Internes Schreiben  

So bereiten sich die Apotheken auf die Krise vor

18.03.2020, 07:43 Uhr
"Frag mich": Apotheker Trischmann beantwortet aktuelle Leserfragen zum Coronavirus

"Sie sollten Desinfektionsmittel keinesfalls selbst herstellen", sagt Axel Trischmann aus Berlin. Er ist seit rund 30 Jahren Apotheker. Für das t-online.de-Format "Frag mich" hat er sich den Fragen unserer Leserinnen und Leser gestellt. (Quelle: t-online.de)

"Frag mich": Ein Apotheker Axel Trischmann spricht Klartext über Desinfektionsmittel und erklärt, wie er sich selbst schützt und wann ein Besuch älterer Menschen gefährlich ist. (Quelle: t-online.de)


Arzneimittel-Engpässe gibt es wegen der Corona-Krise nicht. Dennoch ergreifen viele Apotheken Vorsichtsmaßnahmen. In einem internen Schreiben gibt die Apothekerkammer Empfehlungen.

Auf sie kommt es während der Corona-Krise besonders an: Apotheken. Neben Ärzten, Pflegern und Krankenhausangestellten sorgen Deutschlands Apotheker dafür, dass die Bürger gesund bleiben oder im Falle einer Ansteckung mit dem Coronavirus zumindest wieder schnell genesen.

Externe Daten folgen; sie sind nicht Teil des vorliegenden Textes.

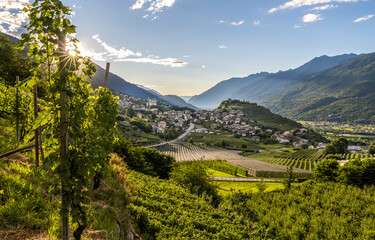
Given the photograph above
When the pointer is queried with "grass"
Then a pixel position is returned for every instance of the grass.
(226, 188)
(230, 140)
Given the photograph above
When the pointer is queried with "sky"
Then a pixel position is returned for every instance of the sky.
(184, 47)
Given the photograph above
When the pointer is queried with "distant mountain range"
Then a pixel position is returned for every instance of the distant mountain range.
(119, 84)
(339, 88)
(264, 86)
(138, 91)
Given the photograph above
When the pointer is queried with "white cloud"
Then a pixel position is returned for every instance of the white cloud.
(362, 19)
(169, 62)
(238, 23)
(256, 22)
(12, 18)
(126, 55)
(153, 6)
(312, 17)
(324, 7)
(300, 3)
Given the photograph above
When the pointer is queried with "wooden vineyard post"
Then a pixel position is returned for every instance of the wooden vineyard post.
(64, 145)
(37, 129)
(17, 111)
(106, 75)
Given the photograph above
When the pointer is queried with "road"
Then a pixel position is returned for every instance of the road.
(243, 179)
(181, 137)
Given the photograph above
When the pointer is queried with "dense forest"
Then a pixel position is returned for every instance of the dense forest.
(76, 176)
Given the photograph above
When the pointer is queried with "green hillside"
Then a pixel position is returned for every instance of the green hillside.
(344, 93)
(260, 115)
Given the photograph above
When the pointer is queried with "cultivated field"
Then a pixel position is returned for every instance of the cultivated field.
(255, 167)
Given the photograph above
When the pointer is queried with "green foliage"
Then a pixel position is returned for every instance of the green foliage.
(371, 149)
(261, 115)
(223, 166)
(145, 160)
(338, 146)
(162, 210)
(302, 158)
(194, 177)
(91, 115)
(17, 107)
(289, 178)
(130, 112)
(23, 201)
(141, 124)
(12, 64)
(326, 170)
(309, 211)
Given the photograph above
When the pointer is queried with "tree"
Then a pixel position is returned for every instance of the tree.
(338, 146)
(326, 170)
(351, 173)
(145, 160)
(79, 122)
(193, 176)
(130, 112)
(12, 64)
(289, 178)
(371, 149)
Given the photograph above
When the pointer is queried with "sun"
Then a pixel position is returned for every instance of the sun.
(72, 53)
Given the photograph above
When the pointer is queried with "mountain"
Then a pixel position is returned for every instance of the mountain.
(263, 87)
(213, 97)
(139, 91)
(119, 84)
(179, 102)
(343, 93)
(186, 98)
(260, 114)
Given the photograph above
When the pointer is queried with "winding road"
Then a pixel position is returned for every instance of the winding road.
(181, 137)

Umso wichtiger ist es deshalb, dass das Apotheken-Personal die Infektionswelle ohne größere Schäden übersteht. Um das zu erreichen, zeichnen sich nun zum Teil drastische Schritte ab, wie aus einem Brief der Apothekerkammer Rheinland-Pfalz hervorgeht, der t-online.de exklusiv vorliegt.

Mit einem Elf-Punkte-Plan ruft der Präsident der Kammer, Andreas Kiefer, darin die Apotheker zu mehreren Vorsichtsmaßnahmen auf, die auch direkte Auswirkungen auf die Kunden haben könnten. Die Empfehlungen gelten in ähnlicher Form auch in anderen Bundesländern.

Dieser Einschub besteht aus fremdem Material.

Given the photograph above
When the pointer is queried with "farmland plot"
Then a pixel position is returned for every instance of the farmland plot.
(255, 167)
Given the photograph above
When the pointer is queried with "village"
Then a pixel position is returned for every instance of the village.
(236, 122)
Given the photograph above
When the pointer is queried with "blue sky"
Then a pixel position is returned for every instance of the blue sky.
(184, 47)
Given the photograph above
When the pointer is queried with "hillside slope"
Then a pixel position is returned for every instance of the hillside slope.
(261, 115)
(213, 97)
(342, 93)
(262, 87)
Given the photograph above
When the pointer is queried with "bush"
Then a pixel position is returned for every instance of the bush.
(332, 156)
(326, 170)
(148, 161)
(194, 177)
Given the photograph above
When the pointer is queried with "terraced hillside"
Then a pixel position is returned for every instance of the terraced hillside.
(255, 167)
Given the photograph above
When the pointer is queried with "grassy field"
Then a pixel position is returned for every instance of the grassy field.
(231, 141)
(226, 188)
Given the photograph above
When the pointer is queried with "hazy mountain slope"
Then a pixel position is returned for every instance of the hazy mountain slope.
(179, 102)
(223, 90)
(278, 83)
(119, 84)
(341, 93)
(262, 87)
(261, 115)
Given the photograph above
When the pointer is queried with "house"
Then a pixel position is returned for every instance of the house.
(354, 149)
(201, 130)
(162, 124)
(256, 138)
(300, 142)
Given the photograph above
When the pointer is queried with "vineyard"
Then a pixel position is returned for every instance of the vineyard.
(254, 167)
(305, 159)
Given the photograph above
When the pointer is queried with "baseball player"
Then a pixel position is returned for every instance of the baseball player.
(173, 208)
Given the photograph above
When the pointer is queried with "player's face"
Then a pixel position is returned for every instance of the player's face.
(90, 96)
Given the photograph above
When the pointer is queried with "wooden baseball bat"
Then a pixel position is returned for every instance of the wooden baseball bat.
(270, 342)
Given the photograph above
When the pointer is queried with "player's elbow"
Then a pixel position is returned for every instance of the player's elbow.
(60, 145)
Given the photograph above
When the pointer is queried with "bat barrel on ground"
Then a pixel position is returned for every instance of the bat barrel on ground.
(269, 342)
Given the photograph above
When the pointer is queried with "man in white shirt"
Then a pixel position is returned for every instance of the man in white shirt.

Abstandsregeln für weniger Infektionen

Wörtlich heißt es in dem fünfseitigen Schreiben: "Von grundlegender Bedeutung ist die dauerhafte Aufrechterhaltung der Arzneimittelversorung der Menschen in unserem Land. Voraussetzung dafür ist es, die Sicherheit des Apothekenpersonals sowie der Betriebsabläufe in den Apotheken zu gewährleisten."

Dafür gibt die rheinland-pfälzische Apothekerkammer gezielte Hinweise. So sollen die Apotheker etwa auf "Hygiene- und Abstandsregeln" achten und – wenn nötig – Zugangsbeschränkungen einführen. "Lassen Sie gegebenenfalls zeitgleich nur eine begrenzte Anzahl an Patienten in die Apotheke, sodass der vorgesehene Mindestabstand zwischen den Menschen gewahrt werden kann", schreibt Kiefer.

Sinnvoll könne auch die "Errichtung von Plexiglasscheiben" am Handverkaufstisch sein, zudem sollten die Apotheker möglichst auf eine Bezahlung per EC-Karte statt mit Bargeld bestehen. Sofern es "vorübergehend erforderlich" ist, sei auch ein Bedienen "durch die Notdienstklappe" möglich.

Schichtdienst und "bedarfsgerechte Mengen"

Außerdem sollten die Apotheken abwägen, inwiefern ein Schichtdienst möglich ist – "damit sich nicht alle Mitarbeiter jeden Tag über den Weg laufen und im Falle einer Infektion eines Mitarbeiters nicht alle anderen als Kontaktpersonen gelten."

Für Kunden besonders wichtig: Die Kammer ruft die Apotheken dazu auf, der Bitte des Bundesgesundheitsministerium zu folgen und nicht verschreibungspflichtige Arzneimittel und anderen apothekenübliche Waren "nur in bedarfsgerechten Mengen abzugeben." Im Klartext: Ein Hamstern von Schmerzmitteln wie Paracetamol soll es nicht mehr geben.

"Die Versorgung der Bevölkerung mit Arzneimitteln hat gerade in der bestehenden Pandemiesituation Priorität", heißt es weiter in dem Brief. Die Apotheken sollen sich deshalb auf etwaige Personalausfälle vorbereiten und ihre Personalpläne umsichtig aufstellen.

Keine Versorgungsengpässe

Reiner Kern, Sprecher der Bundesvereinigung Deutscher Apothekerverbände (Abda), bestätigte t-online.de, dass sich nicht nur die Apotheken in Rheinland-Pfalz auf diese Weise auf die Corona-Krise vorbereiten. "Die Fragen sind überall dieselben", sagte er. "Die Antworten darauf sind ähnlich, variieren aber je Bundesland." 


Grund zur Sorge gebe es deshalb allerdings nicht – im Gegenteil. "Es handelt sich bei vielen dieser Vorkehrungen um Vorsichtsmaßnahmen mit Empfehlungscharakter, nicht um Vorschriften", so Kern. Dass sich nun landesweit Schlangen vor den Apotheken bilden, weil nur noch Einzelpersonen Zutritt haben, sei derzeit unwahrscheinlich. "Klar ist aber: Das Gesundheitssystem muss arbeits- und leistungsfähig bleiben", sagte der Sprecher. "Deshalb bereiten wir uns vor."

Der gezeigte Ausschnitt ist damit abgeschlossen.